Passados em casa dos avós maternos (que afinal foi quem nos ajudou a criar)a avó lavava a chaminé para quando o Menino fosse pôr as prendas estivesse tudo limpinho. Eu e o meu irmão quase não dormiamos e ouvindo por vezes o tal barulho pensando " é agora está a chegar...."
Com poucas prendas éramos Felizes,e sabíamos que no Dia de Natal tínhamos roupas para estrear.
Os tempos são outros...algumas para bem outras nem tanto...mas que haja sempre o Espírito de Natal nas Famílias
Beijinhos
Já li este conto no ano passado, Elvira. Ou sonhei com isso.
Bom Natal!!!!
Um lindo conto de Natal, com algumas tristes realidades inerentes às condições da época !
Para os mais novos, sempre é bom relativizarem essas condições, das quais, muitos não farão a menor ideia !
Foram tempos muito difíceis e é bom que se apercebam das dificuldades por que muitos passaram, mesmo em período de Natal, habitualmente de "fartura" !
Um Grande Abraço e votos de um Muito Feliz Natal, Elvira !
Oi Elvira
Nem sabes como gosto desses seus contos da infância e dos tempos da seca do Bacalhau.

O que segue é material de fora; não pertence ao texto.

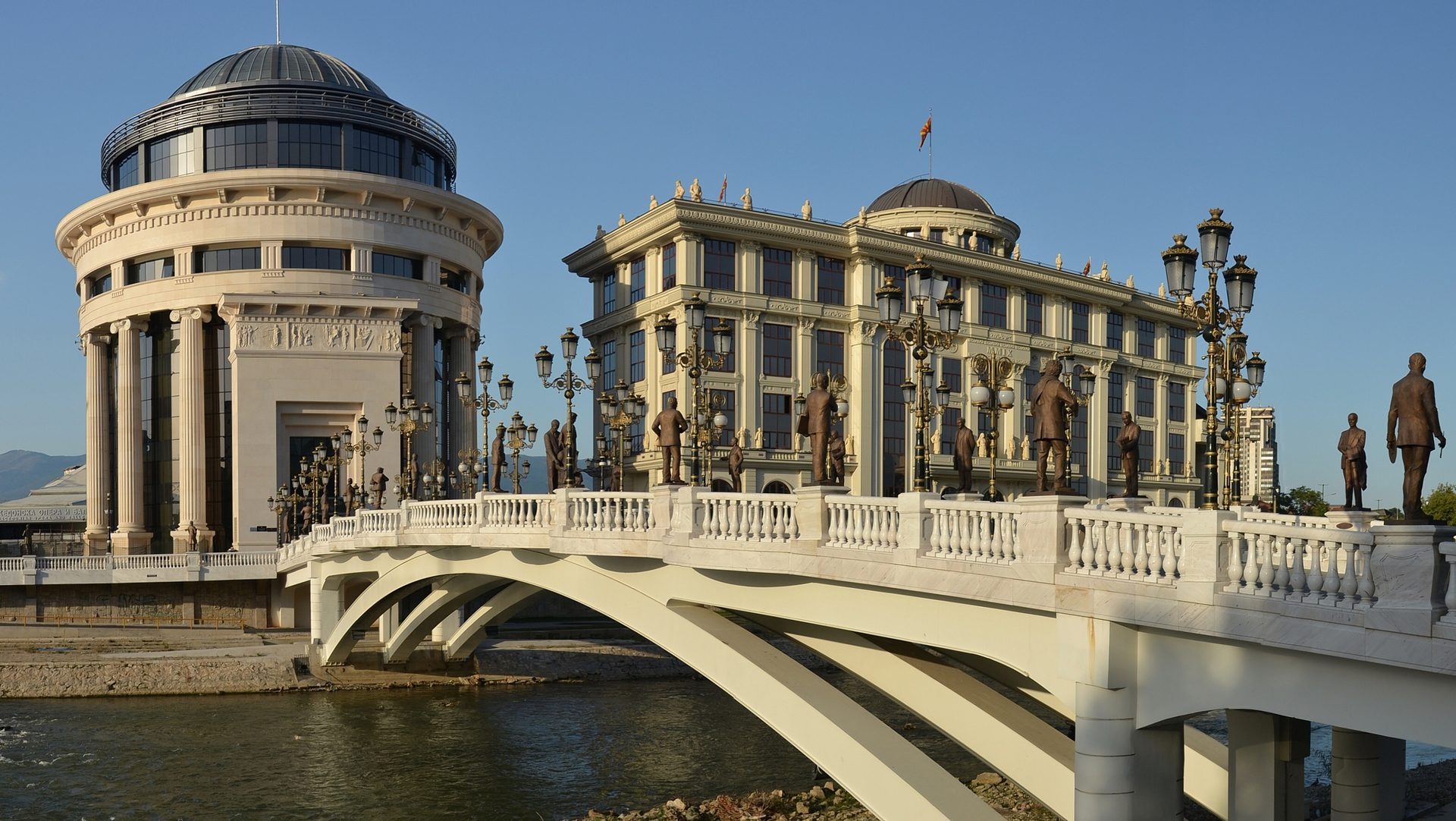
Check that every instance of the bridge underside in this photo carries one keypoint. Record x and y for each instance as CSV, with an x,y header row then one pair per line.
x,y
1128,690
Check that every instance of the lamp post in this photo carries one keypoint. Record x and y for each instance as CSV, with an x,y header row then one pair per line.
x,y
999,395
696,358
1081,382
475,462
360,448
1222,328
519,436
925,285
619,412
568,383
408,420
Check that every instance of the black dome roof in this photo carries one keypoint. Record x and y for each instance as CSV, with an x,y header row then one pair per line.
x,y
280,64
930,194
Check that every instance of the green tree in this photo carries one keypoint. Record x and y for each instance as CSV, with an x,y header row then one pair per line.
x,y
1440,504
1304,501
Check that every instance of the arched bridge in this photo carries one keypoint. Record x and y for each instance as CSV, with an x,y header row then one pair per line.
x,y
1123,621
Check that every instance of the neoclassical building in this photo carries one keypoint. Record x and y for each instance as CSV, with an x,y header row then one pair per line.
x,y
799,296
280,250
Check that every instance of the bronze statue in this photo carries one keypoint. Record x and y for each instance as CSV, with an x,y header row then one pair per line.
x,y
836,458
498,459
554,456
1130,440
816,423
1411,427
963,455
736,464
1050,404
669,428
1353,464
376,486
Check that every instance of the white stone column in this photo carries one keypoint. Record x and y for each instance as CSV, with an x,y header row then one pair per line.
x,y
1267,766
1366,776
191,433
130,524
98,443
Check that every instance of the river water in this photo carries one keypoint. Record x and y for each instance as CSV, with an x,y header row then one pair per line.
x,y
491,753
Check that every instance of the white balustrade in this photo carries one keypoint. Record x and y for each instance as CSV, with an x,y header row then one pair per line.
x,y
1136,546
750,517
862,523
974,532
1310,562
603,511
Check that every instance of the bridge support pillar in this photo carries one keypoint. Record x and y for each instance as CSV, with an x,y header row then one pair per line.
x,y
1123,772
1366,776
1266,766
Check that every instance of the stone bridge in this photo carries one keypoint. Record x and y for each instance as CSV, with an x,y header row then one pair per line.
x,y
1123,621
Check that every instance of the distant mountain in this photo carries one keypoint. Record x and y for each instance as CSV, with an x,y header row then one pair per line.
x,y
22,470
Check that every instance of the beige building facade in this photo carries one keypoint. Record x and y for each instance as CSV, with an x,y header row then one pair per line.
x,y
800,297
281,250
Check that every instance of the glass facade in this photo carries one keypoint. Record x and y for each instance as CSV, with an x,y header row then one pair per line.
x,y
718,266
235,146
993,304
778,350
149,269
830,282
316,258
395,266
778,421
778,272
228,260
171,156
309,144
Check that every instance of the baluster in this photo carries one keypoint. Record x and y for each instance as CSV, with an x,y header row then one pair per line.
x,y
1296,571
1280,559
1366,589
1315,578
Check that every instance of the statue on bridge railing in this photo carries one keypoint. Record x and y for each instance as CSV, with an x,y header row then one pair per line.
x,y
376,486
1411,427
1353,464
1050,405
1130,440
669,428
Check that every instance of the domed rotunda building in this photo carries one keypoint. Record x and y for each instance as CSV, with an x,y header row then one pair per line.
x,y
280,252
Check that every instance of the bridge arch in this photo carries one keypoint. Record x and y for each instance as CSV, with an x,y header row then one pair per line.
x,y
880,767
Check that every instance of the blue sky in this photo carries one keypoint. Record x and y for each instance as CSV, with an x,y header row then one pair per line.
x,y
1324,130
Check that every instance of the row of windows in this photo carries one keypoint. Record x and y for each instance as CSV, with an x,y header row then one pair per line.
x,y
297,144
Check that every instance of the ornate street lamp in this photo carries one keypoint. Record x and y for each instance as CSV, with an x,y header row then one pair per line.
x,y
696,358
927,287
1220,323
570,383
998,395
475,462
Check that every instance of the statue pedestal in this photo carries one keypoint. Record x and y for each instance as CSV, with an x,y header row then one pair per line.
x,y
1130,504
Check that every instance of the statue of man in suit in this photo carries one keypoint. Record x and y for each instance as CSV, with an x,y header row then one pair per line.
x,y
1353,464
1050,404
1411,427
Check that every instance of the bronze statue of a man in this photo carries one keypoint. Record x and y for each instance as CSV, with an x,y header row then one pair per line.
x,y
736,464
1353,464
1128,440
1411,427
1050,404
376,486
669,428
836,458
816,423
965,455
554,456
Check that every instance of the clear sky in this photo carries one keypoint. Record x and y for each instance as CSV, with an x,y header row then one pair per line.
x,y
1324,130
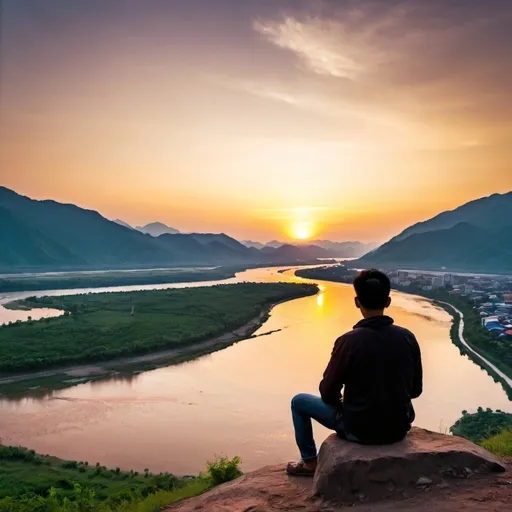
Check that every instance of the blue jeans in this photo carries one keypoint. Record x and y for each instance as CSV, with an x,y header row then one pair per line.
x,y
306,407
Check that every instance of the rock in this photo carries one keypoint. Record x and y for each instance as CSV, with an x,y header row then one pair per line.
x,y
271,490
347,470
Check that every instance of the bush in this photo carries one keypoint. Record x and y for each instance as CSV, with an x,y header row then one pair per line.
x,y
500,445
482,425
224,470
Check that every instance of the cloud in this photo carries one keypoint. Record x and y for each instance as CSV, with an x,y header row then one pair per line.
x,y
318,43
425,69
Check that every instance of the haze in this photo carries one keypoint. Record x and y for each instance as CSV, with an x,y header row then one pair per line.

Agora esses de Natal, belíssimos!
E, mesmo com algumas adversidades seus contos nunca tem nenhuma réstia de mágoa_ são sempre de muita sabedoria e até algum atrevimento,haja visto a menina inteligente que ja se apresentava ali.
Muito lindo! emociona, aquece a alma e dá lições de superação,de coragem e de extrema beleza e harmonia.
Obrigada , amiga
Feliz Natal e perdoe-me nao estar muito presente.
grande abraço
Boa noite Elvira,
Parabéns pela publicação do conto, que retrata tempos difíceis que se psssaram durante o fascismo. Tudo mudou, mas tenho saudades do Natal da minha infância que publiquei em Memórias de uma aldeã.
Beijinhos,
Ailime
Belo conto Elvira. Eu também soube muito cedo que o Papai Noel não existia e, portanto, não dava nada a ninguém, mas sim, os pais das crianças.
Abraços e um Feliz Natal e um excelente Ano Novo para ti e para os teus.
Furtado
Seu texto é maravilhoso. O conto dispensa comentários, você já falou tudo o que todos precisamos ouvir; que alcance os ouvidos moucos e os corações frios ao sofrimento dos pobres.
Pra muitos, pobre não é gente...
Um abraço e parabéns por ter seu conto publicado.
Lindo!!!Parabéns pela participação em mais uma Colectânea da Chiado Editora e votos de muito sucesso!